Я просто хотела, чтобы они вели себя как обычно, во всяком случае утверждала это. Но мне было невыносимо слушать их болтовню о вечеринках и планах на будущее. А еще меня бесило, когда они, упоминая о своих проблемах, использовали английское «bad hair day»
[2], а у меня уже практически не осталось волос. На самом деле мне хотелось, чтобы не они были такими, как обычно. Я сама хотела стать такой, какой была раньше. Недели, когда я лежала в изоляторе, приносили облегчение. А когда я возвращалась в палату, я придумывала всякие предлоги, лишь бы они не приходили ко мне. Я знала, что мои друзья хотели мне только хорошего, они хотели помочь. Но я прекрасно понимала, что они не поймут, что мне приходилось терпеть. Я злилась, когда они называли меня «смелой» и «мужественной». Ведь на самом деле я не являлась ни той, ни другой. У меня просто не оставалось выбора. Знали бы они, как сильно я боялась. Как сильно озлоблена была, каким несправедливым казалось мне все происходящее. Я никогда не думала: «Почему мне выпал этот жребий?», потому что это значило, что кто-то другой этого заслуживал. Но имей я такую возможность, я, без сомнения, перекинула бы мою болезнь на кого-то другого. И это правда.
Наш тренер Томми ни разу не садился, когда приходил в больницу. Он стоял рядом с моей кроватью и, нависнув надо мной, говорил, что мне надо «смотреть на это как на соревнование» и «ясно видеть цель перед собой». Он был полубогом в моем мире на протяжении многих лет. Для того чтобы мы пахали в бассейне каждое утро и жертвовали ради этого всем, нам нужен был кто-то вроде Томми для поддержания в нас веры, что плавание важнее всего на свете. Веры в то, что весь наш труд стоил того. Он заставлял нас работать на пределе возможностей, никогда не сдаваться, до конца продолжать борьбу. Нас тошнило от изнеможения, мы плыли, превозмогая усталость, когда мышцы, казалось, каменели, тогда как он измерял наши достижения в десятых долях секунды. И в те короткие мгновения, когда мы, как пловцы, достигали нирваны, дрожа от эйфории и избытка адреналина, создавалось впечатление, что заслуга Томми в этом так же велика, как и наша. Само собой, нам хотелось угождать ему. Ведь благодаря плаванию мы чувствовали себя бессмертными. Или, по крайней мере, непобедимыми. Но он оказался совсем другим человеком вне бассейна. В больнице он выглядел самым обычным мужчиной средних лет в тренировочном костюме. Мне он показался абсолютно неубедительным и на удивление растерянным.

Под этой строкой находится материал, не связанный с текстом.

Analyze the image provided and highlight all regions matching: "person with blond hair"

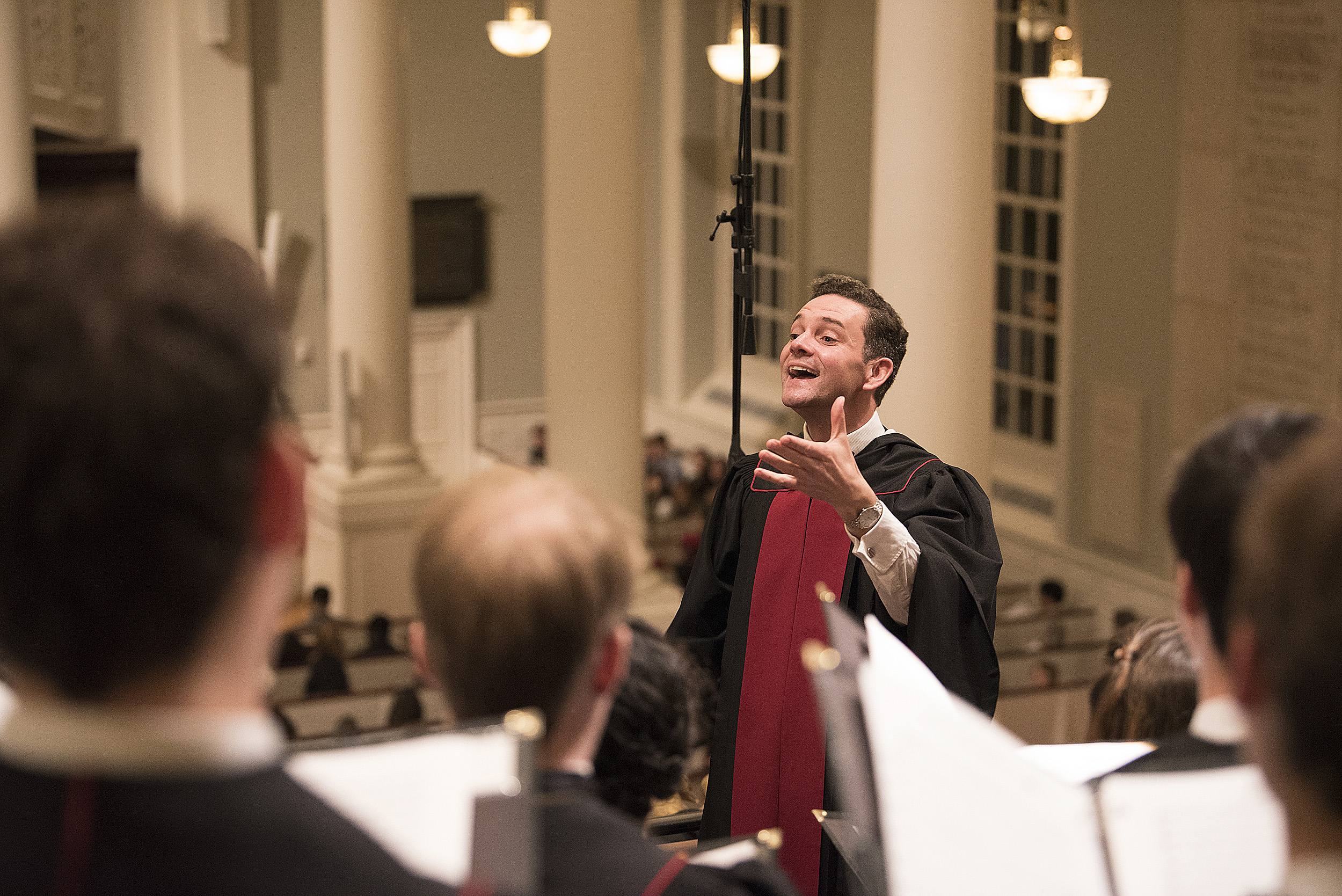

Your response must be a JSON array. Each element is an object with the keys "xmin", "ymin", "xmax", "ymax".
[
  {"xmin": 1226, "ymin": 424, "xmax": 1342, "ymax": 896},
  {"xmin": 411, "ymin": 468, "xmax": 791, "ymax": 896}
]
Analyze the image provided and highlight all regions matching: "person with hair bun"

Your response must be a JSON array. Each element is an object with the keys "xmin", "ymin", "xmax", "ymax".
[
  {"xmin": 593, "ymin": 618, "xmax": 708, "ymax": 822},
  {"xmin": 1087, "ymin": 620, "xmax": 1197, "ymax": 740}
]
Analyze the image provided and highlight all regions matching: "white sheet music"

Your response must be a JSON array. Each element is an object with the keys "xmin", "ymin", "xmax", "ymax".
[
  {"xmin": 1099, "ymin": 766, "xmax": 1287, "ymax": 896},
  {"xmin": 864, "ymin": 613, "xmax": 950, "ymax": 703},
  {"xmin": 287, "ymin": 731, "xmax": 518, "ymax": 885},
  {"xmin": 1020, "ymin": 740, "xmax": 1154, "ymax": 783},
  {"xmin": 858, "ymin": 657, "xmax": 1108, "ymax": 896}
]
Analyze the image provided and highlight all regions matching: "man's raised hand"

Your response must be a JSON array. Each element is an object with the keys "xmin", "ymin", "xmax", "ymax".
[{"xmin": 756, "ymin": 396, "xmax": 878, "ymax": 523}]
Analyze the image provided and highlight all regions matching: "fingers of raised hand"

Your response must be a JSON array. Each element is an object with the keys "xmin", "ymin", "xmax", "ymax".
[
  {"xmin": 829, "ymin": 396, "xmax": 848, "ymax": 440},
  {"xmin": 769, "ymin": 436, "xmax": 826, "ymax": 457},
  {"xmin": 760, "ymin": 449, "xmax": 797, "ymax": 472},
  {"xmin": 756, "ymin": 467, "xmax": 797, "ymax": 488}
]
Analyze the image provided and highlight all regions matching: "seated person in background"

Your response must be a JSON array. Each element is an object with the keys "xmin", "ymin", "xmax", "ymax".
[
  {"xmin": 303, "ymin": 620, "xmax": 349, "ymax": 697},
  {"xmin": 386, "ymin": 688, "xmax": 424, "ymax": 729},
  {"xmin": 354, "ymin": 613, "xmax": 400, "ymax": 660},
  {"xmin": 1121, "ymin": 406, "xmax": 1319, "ymax": 771},
  {"xmin": 1086, "ymin": 620, "xmax": 1197, "ymax": 740},
  {"xmin": 275, "ymin": 632, "xmax": 310, "ymax": 669},
  {"xmin": 303, "ymin": 653, "xmax": 349, "ymax": 697},
  {"xmin": 1226, "ymin": 425, "xmax": 1342, "ymax": 896},
  {"xmin": 0, "ymin": 202, "xmax": 448, "ymax": 896},
  {"xmin": 595, "ymin": 618, "xmax": 703, "ymax": 824},
  {"xmin": 411, "ymin": 468, "xmax": 793, "ymax": 896}
]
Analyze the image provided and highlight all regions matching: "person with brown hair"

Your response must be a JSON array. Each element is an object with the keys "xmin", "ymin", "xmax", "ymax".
[
  {"xmin": 0, "ymin": 202, "xmax": 450, "ymax": 896},
  {"xmin": 1119, "ymin": 405, "xmax": 1319, "ymax": 773},
  {"xmin": 1086, "ymin": 620, "xmax": 1197, "ymax": 740},
  {"xmin": 667, "ymin": 274, "xmax": 1001, "ymax": 896},
  {"xmin": 411, "ymin": 468, "xmax": 792, "ymax": 896},
  {"xmin": 1227, "ymin": 424, "xmax": 1342, "ymax": 896}
]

Я перестала выходить на улицу, потому что ненавидела ловить на себе взгляды и слышать, как замолкают все разговоры вокруг меня. Люди обычно считают, что с тактичностью у них полный порядок, но зачастую это не так. Я даже перестала сидеть в социальных сетях, где на всех фотографиях я была на больничной койке. Я не могла смотреть на сообщения с объятиями, которые люди отправляли, чтобы поддержать меня, не могла больше выносить вида рыдающих смайликов, обещаний молиться за меня, подбадривающих хештегов о «борьбе» с раком. Не я сражалась с ним, а цитостатики. Я же была только полем битвы и сама ни черта не могла сделать. Я не могла видеть жизнь других, протекавшую без проблем, не хотела, чтобы это напоминало мне обо всем, что я потеряла. Только недавно я стала заглядывать туда, стараясь не оставить никаких следов своего присутствия.